Despite its ostensibly spontaneous, anarchic feel, there really aren’t many surprises in “Jackass: Number Two.” The picture does ratchet up the level in some respects, but for the most part it’s just more of the same sort of stuff that made up the MTV series and the first feature installment–a series of deliberately crude and violent sketches, mostly involving members of the “troupe” headed by Johnny Knoxville engaging in some physically dangerous and/or disgusting stunt, occasionally involving some unsuspecting bystander in the business and sometimes turning the tables on one another. The coarser the better, naturally–barely a minute goes by without a display of nudity, a dollop or more of excrement, or some graphically scatological business. There is a change of pace at the end, when a big musical number is tagged onto the picture as an eccentric coda, but that’s about it.
It would be easy to go on at length about how tasteless and repulsive the movie is, but what’s really depressing about it is the repetitiveness and tedium. There are only so many times you want to see somebody diving into a lake on a rocket-powered bike, and even when as a topper they play the same bit with Mark Zupan (of “Murderball”) in a wheelchair, it barely registers. And the habit of showing us the stunt again in slow-motion after we’ve watched it in real time has a truly deadening effect. And if you’re really squeamish about seeing a guy puncture his cheek with a fish hook or drink cow semen, telling you to avert your eyes won’t be very helpful, because it’s hard to do that for ninety minutes and see any of the movie at all.
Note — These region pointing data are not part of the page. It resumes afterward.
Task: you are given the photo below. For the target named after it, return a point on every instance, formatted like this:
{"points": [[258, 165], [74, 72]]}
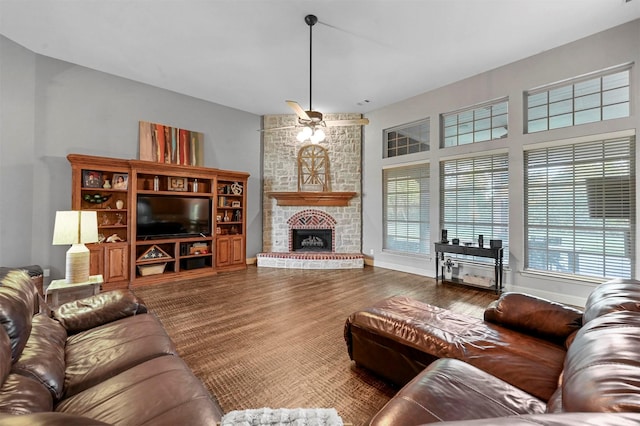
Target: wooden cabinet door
{"points": [[116, 262], [223, 252], [237, 250]]}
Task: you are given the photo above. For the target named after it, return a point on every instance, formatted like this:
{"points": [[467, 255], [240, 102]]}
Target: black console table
{"points": [[493, 253]]}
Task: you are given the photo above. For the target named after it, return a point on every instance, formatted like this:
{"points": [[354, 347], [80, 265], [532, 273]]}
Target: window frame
{"points": [[493, 229], [476, 117], [560, 246], [423, 239], [567, 107], [410, 147]]}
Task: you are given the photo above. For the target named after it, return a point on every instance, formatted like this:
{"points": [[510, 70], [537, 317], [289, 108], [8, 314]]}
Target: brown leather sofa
{"points": [[99, 360], [540, 361]]}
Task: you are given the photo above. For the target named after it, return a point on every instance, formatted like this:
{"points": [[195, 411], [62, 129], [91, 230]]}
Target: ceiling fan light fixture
{"points": [[314, 135], [304, 134], [317, 136]]}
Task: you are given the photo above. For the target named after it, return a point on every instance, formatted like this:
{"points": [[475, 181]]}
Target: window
{"points": [[407, 139], [598, 97], [406, 209], [475, 199], [580, 208], [478, 124]]}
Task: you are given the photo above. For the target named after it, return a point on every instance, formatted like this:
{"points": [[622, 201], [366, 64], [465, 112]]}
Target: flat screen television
{"points": [[165, 216]]}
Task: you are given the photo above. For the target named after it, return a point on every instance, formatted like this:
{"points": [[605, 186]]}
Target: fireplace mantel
{"points": [[334, 199]]}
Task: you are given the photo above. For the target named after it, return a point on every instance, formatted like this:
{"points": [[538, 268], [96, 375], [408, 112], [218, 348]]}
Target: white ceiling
{"points": [[254, 54]]}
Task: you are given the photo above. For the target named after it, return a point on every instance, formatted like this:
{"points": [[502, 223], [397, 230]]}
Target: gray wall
{"points": [[613, 47], [50, 108]]}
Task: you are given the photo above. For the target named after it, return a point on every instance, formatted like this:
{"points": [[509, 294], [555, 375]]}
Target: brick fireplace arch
{"points": [[312, 219]]}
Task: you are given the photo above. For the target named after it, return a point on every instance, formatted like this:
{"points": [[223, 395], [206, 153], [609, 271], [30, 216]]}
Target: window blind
{"points": [[406, 209], [580, 208], [475, 199]]}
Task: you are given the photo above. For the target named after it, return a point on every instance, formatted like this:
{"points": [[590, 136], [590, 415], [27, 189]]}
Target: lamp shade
{"points": [[75, 227]]}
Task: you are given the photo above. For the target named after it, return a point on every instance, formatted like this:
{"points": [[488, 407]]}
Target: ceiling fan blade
{"points": [[299, 111], [358, 122], [277, 128]]}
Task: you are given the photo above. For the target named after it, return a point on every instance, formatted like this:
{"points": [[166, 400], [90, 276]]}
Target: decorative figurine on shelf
{"points": [[114, 238]]}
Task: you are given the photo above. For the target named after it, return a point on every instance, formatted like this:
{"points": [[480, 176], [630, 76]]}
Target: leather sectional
{"points": [[529, 361], [99, 360]]}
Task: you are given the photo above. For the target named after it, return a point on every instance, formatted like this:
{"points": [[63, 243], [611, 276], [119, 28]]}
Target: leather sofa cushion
{"points": [[43, 357], [161, 391], [450, 389], [94, 311], [102, 352], [23, 395], [17, 300], [615, 295], [567, 419], [527, 362], [595, 377], [5, 355], [535, 316]]}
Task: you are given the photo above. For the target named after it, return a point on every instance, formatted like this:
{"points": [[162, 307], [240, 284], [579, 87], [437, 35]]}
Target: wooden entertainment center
{"points": [[209, 204]]}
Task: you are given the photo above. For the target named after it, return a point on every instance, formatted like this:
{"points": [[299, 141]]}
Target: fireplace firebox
{"points": [[315, 240]]}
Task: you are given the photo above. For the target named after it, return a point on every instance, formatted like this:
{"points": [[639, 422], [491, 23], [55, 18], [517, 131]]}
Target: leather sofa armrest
{"points": [[534, 316], [48, 419], [97, 310]]}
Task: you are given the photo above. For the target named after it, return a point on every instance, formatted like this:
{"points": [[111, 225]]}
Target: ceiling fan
{"points": [[312, 121]]}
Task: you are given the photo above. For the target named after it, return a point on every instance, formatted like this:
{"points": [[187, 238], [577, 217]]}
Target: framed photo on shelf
{"points": [[120, 180], [176, 183], [91, 179]]}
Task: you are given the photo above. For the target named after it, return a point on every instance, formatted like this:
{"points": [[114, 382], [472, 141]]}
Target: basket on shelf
{"points": [[154, 269]]}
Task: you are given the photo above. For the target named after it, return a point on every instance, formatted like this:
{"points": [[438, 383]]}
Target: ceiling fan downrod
{"points": [[311, 21]]}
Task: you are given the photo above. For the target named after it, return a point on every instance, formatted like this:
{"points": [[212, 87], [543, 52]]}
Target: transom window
{"points": [[580, 208], [475, 199], [476, 124], [406, 209], [407, 139], [599, 97]]}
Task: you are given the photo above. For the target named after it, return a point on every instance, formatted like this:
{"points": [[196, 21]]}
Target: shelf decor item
{"points": [[91, 179], [120, 180], [155, 269], [76, 228], [165, 144], [176, 183], [154, 253]]}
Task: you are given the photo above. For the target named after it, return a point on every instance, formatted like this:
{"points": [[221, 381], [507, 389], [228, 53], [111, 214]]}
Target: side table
{"points": [[61, 290]]}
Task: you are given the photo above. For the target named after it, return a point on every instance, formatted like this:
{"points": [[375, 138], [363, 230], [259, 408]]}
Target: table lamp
{"points": [[76, 228]]}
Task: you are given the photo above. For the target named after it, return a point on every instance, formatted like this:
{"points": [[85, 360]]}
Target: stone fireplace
{"points": [[311, 231], [331, 233]]}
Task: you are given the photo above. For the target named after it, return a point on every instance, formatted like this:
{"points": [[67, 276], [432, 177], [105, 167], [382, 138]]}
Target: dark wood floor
{"points": [[269, 337]]}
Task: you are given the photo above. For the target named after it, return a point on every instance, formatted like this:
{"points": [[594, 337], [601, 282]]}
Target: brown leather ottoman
{"points": [[398, 337]]}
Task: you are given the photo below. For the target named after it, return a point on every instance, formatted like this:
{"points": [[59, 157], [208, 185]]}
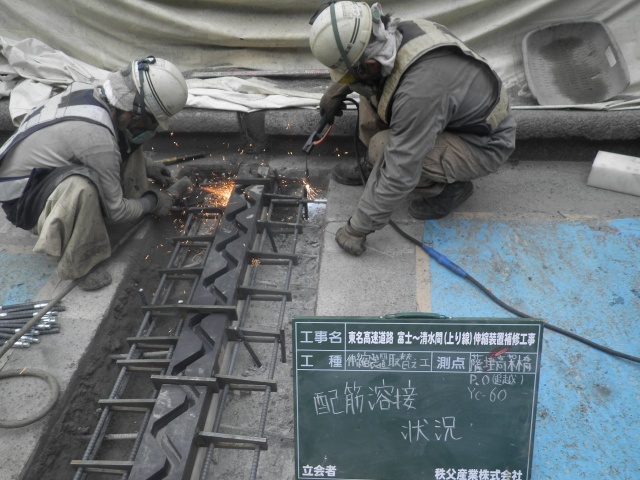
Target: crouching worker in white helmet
{"points": [[74, 166], [433, 114]]}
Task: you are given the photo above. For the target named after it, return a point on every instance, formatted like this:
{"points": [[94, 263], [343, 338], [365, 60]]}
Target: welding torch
{"points": [[315, 138], [180, 159]]}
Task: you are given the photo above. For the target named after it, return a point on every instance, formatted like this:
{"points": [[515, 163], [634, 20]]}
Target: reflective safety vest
{"points": [[77, 102], [418, 38]]}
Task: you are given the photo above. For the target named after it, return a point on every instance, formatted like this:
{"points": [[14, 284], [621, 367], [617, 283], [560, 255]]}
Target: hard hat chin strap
{"points": [[336, 34]]}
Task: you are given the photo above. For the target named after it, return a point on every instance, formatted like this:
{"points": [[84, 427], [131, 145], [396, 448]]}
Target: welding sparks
{"points": [[312, 193], [220, 192]]}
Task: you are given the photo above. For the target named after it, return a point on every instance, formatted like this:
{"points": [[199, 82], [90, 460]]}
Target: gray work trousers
{"points": [[454, 157], [71, 225]]}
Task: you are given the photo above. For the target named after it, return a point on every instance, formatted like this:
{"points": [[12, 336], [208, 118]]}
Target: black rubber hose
{"points": [[460, 272], [53, 398]]}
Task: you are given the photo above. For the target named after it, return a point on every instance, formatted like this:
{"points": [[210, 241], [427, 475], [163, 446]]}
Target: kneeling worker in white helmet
{"points": [[75, 165], [433, 114]]}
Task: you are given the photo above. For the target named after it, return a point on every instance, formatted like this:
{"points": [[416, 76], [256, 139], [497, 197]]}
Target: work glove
{"points": [[351, 240], [332, 102], [165, 199], [158, 173]]}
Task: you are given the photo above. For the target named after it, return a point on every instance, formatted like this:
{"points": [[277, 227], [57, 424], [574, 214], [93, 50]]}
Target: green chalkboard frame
{"points": [[415, 396]]}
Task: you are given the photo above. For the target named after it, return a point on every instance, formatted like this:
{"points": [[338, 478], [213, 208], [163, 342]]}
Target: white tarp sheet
{"points": [[89, 37]]}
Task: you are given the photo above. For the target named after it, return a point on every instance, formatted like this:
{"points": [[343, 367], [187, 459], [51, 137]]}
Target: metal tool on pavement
{"points": [[180, 159]]}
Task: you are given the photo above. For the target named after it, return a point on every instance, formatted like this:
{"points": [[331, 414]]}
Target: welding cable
{"points": [[445, 262], [53, 397], [356, 141]]}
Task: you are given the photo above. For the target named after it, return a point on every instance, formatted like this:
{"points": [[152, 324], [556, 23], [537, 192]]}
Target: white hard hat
{"points": [[162, 90], [339, 35]]}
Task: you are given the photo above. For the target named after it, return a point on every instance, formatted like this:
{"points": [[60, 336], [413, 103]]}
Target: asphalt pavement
{"points": [[544, 182]]}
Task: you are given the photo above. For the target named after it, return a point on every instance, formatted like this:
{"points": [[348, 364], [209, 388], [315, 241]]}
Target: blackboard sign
{"points": [[414, 397]]}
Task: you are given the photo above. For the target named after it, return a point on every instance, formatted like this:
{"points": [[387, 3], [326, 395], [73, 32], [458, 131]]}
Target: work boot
{"points": [[349, 174], [95, 279], [453, 195]]}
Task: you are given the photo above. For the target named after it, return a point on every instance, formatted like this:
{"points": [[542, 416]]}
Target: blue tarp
{"points": [[582, 277]]}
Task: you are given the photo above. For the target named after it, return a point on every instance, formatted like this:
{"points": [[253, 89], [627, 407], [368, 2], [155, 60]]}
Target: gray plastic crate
{"points": [[574, 63]]}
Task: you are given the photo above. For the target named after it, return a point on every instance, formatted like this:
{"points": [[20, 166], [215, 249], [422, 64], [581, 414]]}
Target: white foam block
{"points": [[612, 171]]}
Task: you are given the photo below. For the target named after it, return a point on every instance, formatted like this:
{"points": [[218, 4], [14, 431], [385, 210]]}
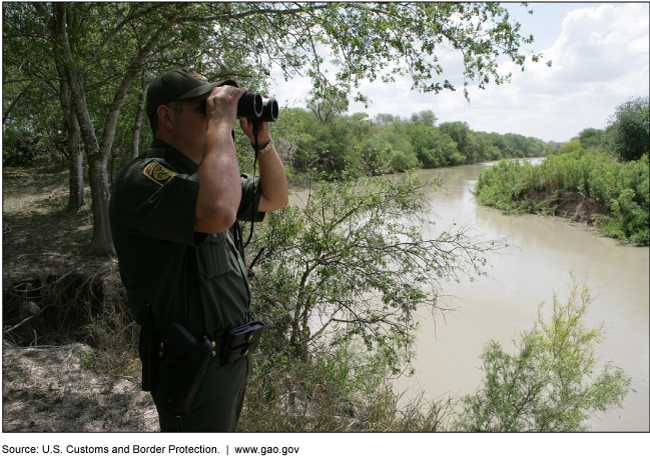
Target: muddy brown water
{"points": [[543, 252]]}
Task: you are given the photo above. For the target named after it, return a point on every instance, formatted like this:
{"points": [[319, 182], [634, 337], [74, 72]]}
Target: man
{"points": [[173, 215]]}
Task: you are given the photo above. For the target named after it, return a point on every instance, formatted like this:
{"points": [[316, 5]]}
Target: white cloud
{"points": [[600, 59]]}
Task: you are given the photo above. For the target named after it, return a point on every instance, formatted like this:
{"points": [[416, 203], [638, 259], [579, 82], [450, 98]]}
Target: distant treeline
{"points": [[609, 165], [331, 144]]}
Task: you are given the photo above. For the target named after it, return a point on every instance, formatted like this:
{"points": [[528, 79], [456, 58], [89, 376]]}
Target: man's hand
{"points": [[263, 130], [221, 105]]}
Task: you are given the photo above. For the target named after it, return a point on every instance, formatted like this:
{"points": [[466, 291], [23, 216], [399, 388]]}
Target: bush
{"points": [[549, 382]]}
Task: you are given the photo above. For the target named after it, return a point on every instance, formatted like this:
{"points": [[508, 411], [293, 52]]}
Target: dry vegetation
{"points": [[69, 343]]}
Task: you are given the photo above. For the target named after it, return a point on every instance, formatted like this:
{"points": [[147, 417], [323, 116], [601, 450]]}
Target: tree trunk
{"points": [[137, 126], [76, 198]]}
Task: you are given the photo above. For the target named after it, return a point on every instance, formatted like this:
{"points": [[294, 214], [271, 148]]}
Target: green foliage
{"points": [[549, 383], [620, 188], [629, 128], [353, 266]]}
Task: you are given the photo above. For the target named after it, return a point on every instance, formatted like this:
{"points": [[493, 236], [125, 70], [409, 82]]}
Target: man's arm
{"points": [[273, 179], [219, 182]]}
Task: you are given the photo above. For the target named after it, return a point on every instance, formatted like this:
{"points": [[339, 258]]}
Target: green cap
{"points": [[179, 85]]}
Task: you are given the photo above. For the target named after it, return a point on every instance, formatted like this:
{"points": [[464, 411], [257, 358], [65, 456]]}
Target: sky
{"points": [[600, 59]]}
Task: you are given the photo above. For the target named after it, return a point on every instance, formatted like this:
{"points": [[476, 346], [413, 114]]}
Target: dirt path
{"points": [[50, 389]]}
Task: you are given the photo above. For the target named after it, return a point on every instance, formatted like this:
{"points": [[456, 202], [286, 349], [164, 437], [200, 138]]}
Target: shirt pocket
{"points": [[214, 256]]}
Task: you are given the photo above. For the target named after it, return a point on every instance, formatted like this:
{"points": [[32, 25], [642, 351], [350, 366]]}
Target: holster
{"points": [[148, 350], [184, 359]]}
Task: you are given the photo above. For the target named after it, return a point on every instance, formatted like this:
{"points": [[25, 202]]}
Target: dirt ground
{"points": [[53, 389], [50, 389]]}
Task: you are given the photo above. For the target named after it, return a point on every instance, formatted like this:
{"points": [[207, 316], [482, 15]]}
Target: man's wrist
{"points": [[264, 147]]}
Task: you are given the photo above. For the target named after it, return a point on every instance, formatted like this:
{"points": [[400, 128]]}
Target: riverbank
{"points": [[582, 186], [69, 342]]}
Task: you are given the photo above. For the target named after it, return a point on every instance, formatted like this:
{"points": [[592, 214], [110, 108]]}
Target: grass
{"points": [[43, 241]]}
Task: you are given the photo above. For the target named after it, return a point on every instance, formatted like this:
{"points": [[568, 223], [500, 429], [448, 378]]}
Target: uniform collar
{"points": [[174, 157]]}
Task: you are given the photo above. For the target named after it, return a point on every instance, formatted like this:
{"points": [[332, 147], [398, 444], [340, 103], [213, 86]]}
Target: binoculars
{"points": [[253, 106]]}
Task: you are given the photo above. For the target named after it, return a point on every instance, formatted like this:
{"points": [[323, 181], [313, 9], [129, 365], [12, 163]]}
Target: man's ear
{"points": [[165, 117]]}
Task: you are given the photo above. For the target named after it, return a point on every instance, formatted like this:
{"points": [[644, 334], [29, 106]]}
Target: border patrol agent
{"points": [[173, 213]]}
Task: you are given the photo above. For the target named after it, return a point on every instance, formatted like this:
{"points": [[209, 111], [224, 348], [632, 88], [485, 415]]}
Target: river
{"points": [[542, 253]]}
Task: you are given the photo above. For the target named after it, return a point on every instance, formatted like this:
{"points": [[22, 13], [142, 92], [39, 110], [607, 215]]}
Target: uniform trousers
{"points": [[218, 401]]}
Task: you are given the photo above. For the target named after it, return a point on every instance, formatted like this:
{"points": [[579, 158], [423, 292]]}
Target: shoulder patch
{"points": [[157, 173]]}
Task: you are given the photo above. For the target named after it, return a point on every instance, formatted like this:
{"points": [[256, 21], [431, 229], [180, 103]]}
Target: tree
{"points": [[354, 265], [103, 48], [548, 384], [629, 128], [591, 138]]}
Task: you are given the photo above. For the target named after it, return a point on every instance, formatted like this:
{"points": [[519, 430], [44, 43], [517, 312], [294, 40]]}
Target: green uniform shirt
{"points": [[196, 279]]}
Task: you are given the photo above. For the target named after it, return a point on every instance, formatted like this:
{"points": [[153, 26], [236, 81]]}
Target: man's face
{"points": [[190, 127]]}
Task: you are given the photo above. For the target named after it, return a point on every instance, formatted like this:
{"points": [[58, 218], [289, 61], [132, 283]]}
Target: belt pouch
{"points": [[184, 361], [242, 340]]}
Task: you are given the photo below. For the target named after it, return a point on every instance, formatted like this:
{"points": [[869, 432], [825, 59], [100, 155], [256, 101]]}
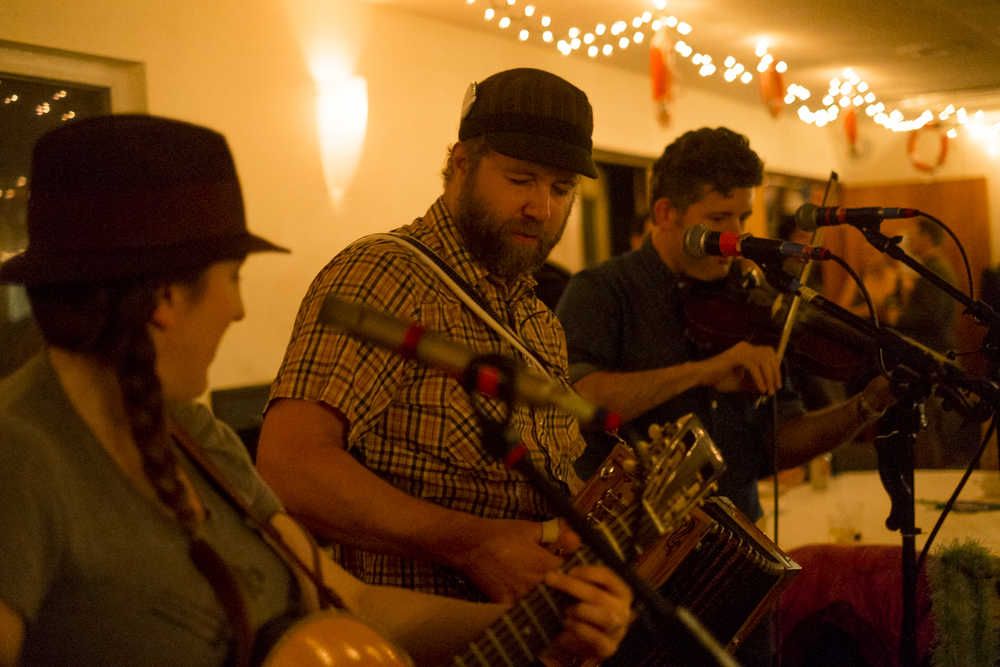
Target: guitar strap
{"points": [[469, 297], [327, 597]]}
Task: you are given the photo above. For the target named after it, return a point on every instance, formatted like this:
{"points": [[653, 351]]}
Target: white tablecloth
{"points": [[854, 505]]}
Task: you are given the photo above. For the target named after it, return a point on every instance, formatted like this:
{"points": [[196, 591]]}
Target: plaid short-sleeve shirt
{"points": [[413, 425]]}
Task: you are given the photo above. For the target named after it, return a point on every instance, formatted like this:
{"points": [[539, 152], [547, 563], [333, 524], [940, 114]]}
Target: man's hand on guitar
{"points": [[504, 558], [595, 626]]}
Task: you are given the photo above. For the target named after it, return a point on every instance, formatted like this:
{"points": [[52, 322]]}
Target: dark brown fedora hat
{"points": [[130, 195]]}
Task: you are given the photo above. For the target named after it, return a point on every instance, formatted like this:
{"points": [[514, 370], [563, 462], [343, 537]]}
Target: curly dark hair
{"points": [[717, 158]]}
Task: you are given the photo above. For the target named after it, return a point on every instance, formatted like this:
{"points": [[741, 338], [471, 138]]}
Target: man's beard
{"points": [[487, 237]]}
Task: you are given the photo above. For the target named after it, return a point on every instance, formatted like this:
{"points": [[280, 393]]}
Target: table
{"points": [[854, 505]]}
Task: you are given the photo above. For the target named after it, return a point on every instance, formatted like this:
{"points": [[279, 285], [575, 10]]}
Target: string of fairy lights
{"points": [[846, 91]]}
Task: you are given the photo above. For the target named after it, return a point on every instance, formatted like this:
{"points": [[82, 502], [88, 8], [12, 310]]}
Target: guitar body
{"points": [[713, 561], [334, 638]]}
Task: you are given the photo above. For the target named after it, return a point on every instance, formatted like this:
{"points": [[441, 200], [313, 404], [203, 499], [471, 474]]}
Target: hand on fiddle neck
{"points": [[743, 368]]}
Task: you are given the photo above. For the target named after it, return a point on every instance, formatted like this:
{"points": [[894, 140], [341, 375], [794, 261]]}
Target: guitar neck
{"points": [[686, 469], [535, 620]]}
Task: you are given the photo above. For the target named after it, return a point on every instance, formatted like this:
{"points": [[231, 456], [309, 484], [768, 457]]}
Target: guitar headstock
{"points": [[681, 465]]}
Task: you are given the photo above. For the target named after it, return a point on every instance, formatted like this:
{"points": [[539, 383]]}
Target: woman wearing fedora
{"points": [[133, 528]]}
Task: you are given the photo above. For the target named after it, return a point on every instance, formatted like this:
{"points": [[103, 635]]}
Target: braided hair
{"points": [[108, 322]]}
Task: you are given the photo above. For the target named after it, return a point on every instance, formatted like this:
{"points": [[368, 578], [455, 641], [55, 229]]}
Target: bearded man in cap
{"points": [[384, 455]]}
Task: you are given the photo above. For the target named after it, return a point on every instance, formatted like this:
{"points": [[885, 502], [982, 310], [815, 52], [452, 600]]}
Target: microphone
{"points": [[699, 241], [412, 341], [809, 216]]}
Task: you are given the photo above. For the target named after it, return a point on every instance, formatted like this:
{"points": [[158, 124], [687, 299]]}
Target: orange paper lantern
{"points": [[851, 129], [772, 91], [911, 149], [661, 74]]}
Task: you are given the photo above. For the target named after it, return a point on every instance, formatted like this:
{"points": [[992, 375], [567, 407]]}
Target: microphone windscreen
{"points": [[805, 217], [694, 241]]}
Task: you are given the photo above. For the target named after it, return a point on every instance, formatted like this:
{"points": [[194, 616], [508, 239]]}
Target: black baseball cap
{"points": [[533, 115]]}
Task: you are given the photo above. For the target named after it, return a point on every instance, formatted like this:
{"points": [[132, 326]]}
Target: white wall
{"points": [[254, 69], [884, 159]]}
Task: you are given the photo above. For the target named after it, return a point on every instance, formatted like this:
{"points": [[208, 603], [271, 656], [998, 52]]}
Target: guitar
{"points": [[635, 500]]}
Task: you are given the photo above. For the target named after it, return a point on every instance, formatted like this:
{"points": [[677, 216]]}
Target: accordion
{"points": [[714, 561]]}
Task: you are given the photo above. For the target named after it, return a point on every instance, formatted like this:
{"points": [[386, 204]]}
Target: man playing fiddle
{"points": [[626, 339]]}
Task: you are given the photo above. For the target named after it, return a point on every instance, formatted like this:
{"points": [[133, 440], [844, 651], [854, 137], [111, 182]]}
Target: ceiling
{"points": [[914, 54]]}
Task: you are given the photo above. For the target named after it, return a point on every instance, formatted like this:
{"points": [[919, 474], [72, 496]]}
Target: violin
{"points": [[743, 307]]}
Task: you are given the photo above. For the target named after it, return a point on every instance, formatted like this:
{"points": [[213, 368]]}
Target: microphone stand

The fact that critics are going to trash “Jackass: Number Two” as hard as they did the first flick isn’t going to come as any great shock to the makers. In fact, they’d probably be disappointed with any other reaction; after all, they’ve based their entire advertising campaign around slams directed against the initial installment by “establishment” reviewers, which they wear as a badge of honor. For the record, this reviewer can admit to finding a few moments of the picture somewhat amusing–the “Candid Camera”-like sketch about a foul-tempered old man (Knoxville) and his foul-mouthed grandson, for example. But while fans of Knoxville’s gang will doubtlessly find this second helping of donkey dung as raucously amusing as the first, to anyone else it will smell just as foul.